Et c’est cette ignorance qui est l’élément déclencheur de la révolution, cette ignorance mêlée à cette poudre que l’Etat jette aux yeux du Port avec cette princesse qui est renouvelée tous les 5 ans et ces portraits soit-disant récent du Roi qui sont en fait toujours les mêmes, c’est cette mascarade et la peur qui en découle qui va instillé une rage sourde dans les coeurs des citadins. Le Bal des ardents est une corde raide tendue au dessus d’un gouffre abyssale menaçant d’engloutir ceux qui s’approche trop prêt de son épicentre primitif.
Rage et folie vont exploser durant le carnaval, célébration d’un roi éphémère singeant cette monarchie à la fois omniprésente et lointaine, glorifiée et crainte par dessus tout. On assiste à un embrasement populaire où Fabien Clouette mélange fait historique réel et révolution fictive. Un pays mi-réel mi-imaginaire devient la scène d’une mascarade puissante et fébrile faisant écho à bien des faits qui ont marqués l’Humanité.
“Il se voyait même lui aussi dans la forêt, marcher à travers tout. Il voyait Racin plonger plus profond que jamais. Les bouillies et les bulles parfaites. Dansé le voyait bien, d’abord sur son porche, puis sur le pont. Dans l’ombre, alors, il se resservirait, attendrait un temps comme ça, le yeux posés sur les pélicans. Puis il se lèverait et marcherait vers le cargo. Car c’était peut-être le moment d’aller voir une dernière fois tous ces lieux qui n’existent plus.”
L’écriture de Fabien Clouette, tout en allusions et demis-mots, aveux et débâcles, fait de ce livre une oeuvre poétique et cruelle. On a l’impression d’assister à un rêve éveillé où les personnages se succèdent à la fois nets et brumeux, déséquilibrés et émotifs. Chaque chapitre est un pas de plus vers le soulèvement qui gronde et s’insinue pour éclater en un bouquet final apocalyptique.
Consumé par le feu, la peur et l’allégresse, ce Bal des Ardents est déroutant, les repères y sont déplacés et parfois on a l’impression de se perdre dans les méandres des courants océaniques. J’ai vraiment été saisie par cette lecture, troublante et d’une beauté lourde et organique. Encore une fois, les Editions de l’Ogre propose une oeuvre belle à en pleurer par sa forme et par son fond, à la fois délicate et monstrueuse, à la manière des hommes.
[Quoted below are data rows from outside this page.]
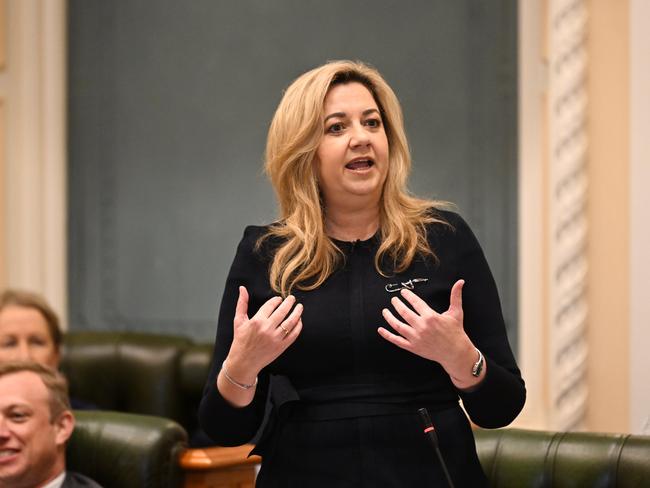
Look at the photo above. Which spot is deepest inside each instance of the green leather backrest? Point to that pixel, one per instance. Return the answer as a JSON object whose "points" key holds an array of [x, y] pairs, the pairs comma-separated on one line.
{"points": [[515, 458], [153, 374], [121, 450]]}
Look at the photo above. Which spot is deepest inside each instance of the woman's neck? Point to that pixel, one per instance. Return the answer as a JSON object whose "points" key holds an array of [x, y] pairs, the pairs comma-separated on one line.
{"points": [[351, 225]]}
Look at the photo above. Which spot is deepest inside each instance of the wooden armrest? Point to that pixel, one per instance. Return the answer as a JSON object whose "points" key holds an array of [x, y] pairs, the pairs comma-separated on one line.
{"points": [[211, 458]]}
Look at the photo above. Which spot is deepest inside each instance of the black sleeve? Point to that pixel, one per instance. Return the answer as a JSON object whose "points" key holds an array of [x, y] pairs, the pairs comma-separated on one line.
{"points": [[502, 394], [227, 425]]}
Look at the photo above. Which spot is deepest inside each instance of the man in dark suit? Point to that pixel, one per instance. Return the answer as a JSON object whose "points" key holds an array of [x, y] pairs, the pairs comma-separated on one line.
{"points": [[35, 424]]}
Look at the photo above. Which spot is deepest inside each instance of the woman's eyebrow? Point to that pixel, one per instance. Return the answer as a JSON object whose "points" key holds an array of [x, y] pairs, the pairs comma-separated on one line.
{"points": [[343, 114]]}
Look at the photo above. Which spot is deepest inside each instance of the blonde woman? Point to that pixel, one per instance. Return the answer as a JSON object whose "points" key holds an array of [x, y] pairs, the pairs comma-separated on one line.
{"points": [[359, 306]]}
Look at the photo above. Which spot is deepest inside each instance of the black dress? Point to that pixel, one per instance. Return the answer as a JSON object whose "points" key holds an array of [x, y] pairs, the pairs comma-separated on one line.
{"points": [[343, 401]]}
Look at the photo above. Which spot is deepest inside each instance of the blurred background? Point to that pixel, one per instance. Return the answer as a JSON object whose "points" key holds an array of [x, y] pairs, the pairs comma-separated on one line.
{"points": [[132, 135]]}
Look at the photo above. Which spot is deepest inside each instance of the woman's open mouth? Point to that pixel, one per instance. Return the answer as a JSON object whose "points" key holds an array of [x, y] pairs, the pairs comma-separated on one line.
{"points": [[360, 164]]}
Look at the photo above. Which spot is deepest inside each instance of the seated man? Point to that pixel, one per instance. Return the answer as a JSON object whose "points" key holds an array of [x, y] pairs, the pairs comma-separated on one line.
{"points": [[35, 424]]}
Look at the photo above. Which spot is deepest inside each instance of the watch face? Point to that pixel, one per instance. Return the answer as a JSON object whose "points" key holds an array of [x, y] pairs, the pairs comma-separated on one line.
{"points": [[478, 365]]}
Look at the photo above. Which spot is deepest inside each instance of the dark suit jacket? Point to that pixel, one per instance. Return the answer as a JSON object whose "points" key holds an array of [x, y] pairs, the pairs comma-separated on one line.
{"points": [[76, 480]]}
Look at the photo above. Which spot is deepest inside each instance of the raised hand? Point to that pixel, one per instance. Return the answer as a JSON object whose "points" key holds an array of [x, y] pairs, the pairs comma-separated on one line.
{"points": [[257, 341], [435, 336]]}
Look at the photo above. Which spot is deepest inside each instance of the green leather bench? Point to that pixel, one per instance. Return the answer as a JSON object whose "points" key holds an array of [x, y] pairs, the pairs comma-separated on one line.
{"points": [[122, 450], [163, 375], [516, 458], [151, 374]]}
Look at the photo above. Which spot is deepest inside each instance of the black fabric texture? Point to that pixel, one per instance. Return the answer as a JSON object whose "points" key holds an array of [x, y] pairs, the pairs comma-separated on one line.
{"points": [[343, 400]]}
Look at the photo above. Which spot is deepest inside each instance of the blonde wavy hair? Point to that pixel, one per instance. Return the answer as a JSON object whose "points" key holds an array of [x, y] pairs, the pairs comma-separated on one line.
{"points": [[306, 256]]}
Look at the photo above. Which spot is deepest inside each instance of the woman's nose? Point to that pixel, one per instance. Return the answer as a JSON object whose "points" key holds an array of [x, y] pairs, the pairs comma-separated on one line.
{"points": [[24, 353], [359, 136]]}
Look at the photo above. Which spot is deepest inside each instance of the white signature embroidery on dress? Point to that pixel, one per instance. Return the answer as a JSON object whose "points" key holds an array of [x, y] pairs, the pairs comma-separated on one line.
{"points": [[410, 285]]}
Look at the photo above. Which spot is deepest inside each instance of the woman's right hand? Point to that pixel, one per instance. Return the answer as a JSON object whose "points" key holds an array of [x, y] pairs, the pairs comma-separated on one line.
{"points": [[257, 341]]}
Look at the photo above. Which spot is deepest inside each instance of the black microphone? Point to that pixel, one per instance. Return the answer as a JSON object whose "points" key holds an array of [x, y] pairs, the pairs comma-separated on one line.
{"points": [[430, 432]]}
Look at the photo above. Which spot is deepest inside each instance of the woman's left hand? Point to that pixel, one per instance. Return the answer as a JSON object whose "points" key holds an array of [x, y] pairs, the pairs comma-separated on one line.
{"points": [[435, 336]]}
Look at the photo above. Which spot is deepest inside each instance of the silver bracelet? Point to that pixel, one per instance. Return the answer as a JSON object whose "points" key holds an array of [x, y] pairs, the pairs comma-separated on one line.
{"points": [[233, 381], [478, 365]]}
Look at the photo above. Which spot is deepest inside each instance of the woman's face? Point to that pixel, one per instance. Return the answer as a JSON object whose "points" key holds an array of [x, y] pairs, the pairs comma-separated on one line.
{"points": [[25, 336], [352, 158]]}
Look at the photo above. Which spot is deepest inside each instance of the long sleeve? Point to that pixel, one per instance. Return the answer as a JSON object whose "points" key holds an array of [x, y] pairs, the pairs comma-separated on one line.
{"points": [[501, 396], [225, 424]]}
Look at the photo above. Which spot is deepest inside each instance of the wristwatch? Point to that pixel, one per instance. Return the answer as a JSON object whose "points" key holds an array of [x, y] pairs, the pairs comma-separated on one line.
{"points": [[478, 365]]}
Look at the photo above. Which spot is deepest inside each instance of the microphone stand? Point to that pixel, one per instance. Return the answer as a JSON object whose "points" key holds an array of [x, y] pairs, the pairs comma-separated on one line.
{"points": [[430, 432]]}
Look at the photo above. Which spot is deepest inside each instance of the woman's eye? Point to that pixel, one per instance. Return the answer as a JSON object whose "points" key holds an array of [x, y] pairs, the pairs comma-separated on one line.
{"points": [[374, 123], [334, 128], [7, 343], [37, 341]]}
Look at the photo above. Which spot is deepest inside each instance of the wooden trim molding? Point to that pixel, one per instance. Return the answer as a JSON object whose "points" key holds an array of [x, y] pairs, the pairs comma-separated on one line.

“D’images troubles encore au fond, se laisse emporter, mais nage et respire, mais mord. Couper les têtes et les bras pour des descendre plus bas, faire tomber. Et tomber avec, laisser les joues reprendre leur forme, lentement pendant une heure d’apnée sur les draps immobiles, les cartons de boissons. Des fractions, des aveuglements, des souffles- comme si on avait mangé les lits des petits ruisseaux, mais que rien était renversé. Qu’on avait rien fait tomber, rien cassé, rien mordu. En suspension.”